Intelligent Performance Assistant
Run-time performance of a reservoir simulator is significantly impacted by the selection of the linear solver preconditioner, iterative method, and their adjustable parameters. The choice of the best solver algorithm and its optimal parameters is a difficult problem that even experienced simulator users cannot adequately solve by themselves. The typical user action is to use the default solver settings or a small perturbation of them that are frequently far from optimal and consequently the performance may deteriorate.
Working with our customer, ExxonMobil Upstream Research Company, we developed an adaptive control, on-line system that optimizes simulator performance by dynamically adjusting the solver parameters during simulation. The systems starts with a large set of parameters and quickly choose the best combinations. These parameters are continuously adapted during the simulation using the solver’s runtime performance measurements (e.g. solver CPU time) to guide the search.

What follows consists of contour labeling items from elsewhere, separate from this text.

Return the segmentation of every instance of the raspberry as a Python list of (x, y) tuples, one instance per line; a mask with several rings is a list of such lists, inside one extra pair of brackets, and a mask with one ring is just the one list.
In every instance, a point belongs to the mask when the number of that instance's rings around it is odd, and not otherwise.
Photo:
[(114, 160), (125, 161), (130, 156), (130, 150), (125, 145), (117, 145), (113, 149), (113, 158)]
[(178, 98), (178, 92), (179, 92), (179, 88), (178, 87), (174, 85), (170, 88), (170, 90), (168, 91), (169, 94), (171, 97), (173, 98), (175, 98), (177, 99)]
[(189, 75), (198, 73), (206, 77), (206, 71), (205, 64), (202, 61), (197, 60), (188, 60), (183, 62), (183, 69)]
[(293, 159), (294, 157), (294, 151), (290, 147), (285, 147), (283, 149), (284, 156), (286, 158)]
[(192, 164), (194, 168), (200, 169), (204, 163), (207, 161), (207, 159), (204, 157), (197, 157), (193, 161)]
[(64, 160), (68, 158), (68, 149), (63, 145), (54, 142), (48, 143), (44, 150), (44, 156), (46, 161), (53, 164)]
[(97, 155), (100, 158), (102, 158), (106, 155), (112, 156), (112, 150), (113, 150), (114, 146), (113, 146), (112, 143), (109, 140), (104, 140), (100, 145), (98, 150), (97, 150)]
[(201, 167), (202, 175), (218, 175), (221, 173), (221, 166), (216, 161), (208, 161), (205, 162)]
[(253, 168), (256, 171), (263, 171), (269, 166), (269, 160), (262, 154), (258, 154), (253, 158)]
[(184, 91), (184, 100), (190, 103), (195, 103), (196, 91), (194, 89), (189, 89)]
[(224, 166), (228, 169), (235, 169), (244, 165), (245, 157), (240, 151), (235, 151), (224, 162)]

This machine learning-based software system, called the Intelligent Performance Assistant (IPA), works with SparSol, the sparse linear solver also developed by NeurOK Software for ExxonMobil. The pair have been integrated into ExxonMobil’s proprietary reservoir simulator and deployed worldwide.
The system can handle a large number of combinations of solver parameters, currently in the order of 108, and consistently improves run time performance of real simulation models, frequently by 30% or more, compared to the performance with the default solver settings.
IPA also includes a persistent memory of solver performance statistics. The runtime statistics from these individual runs is gathered, processed using data mining techniques and integrated back into the IPA system, thus allowing for continuous improvement.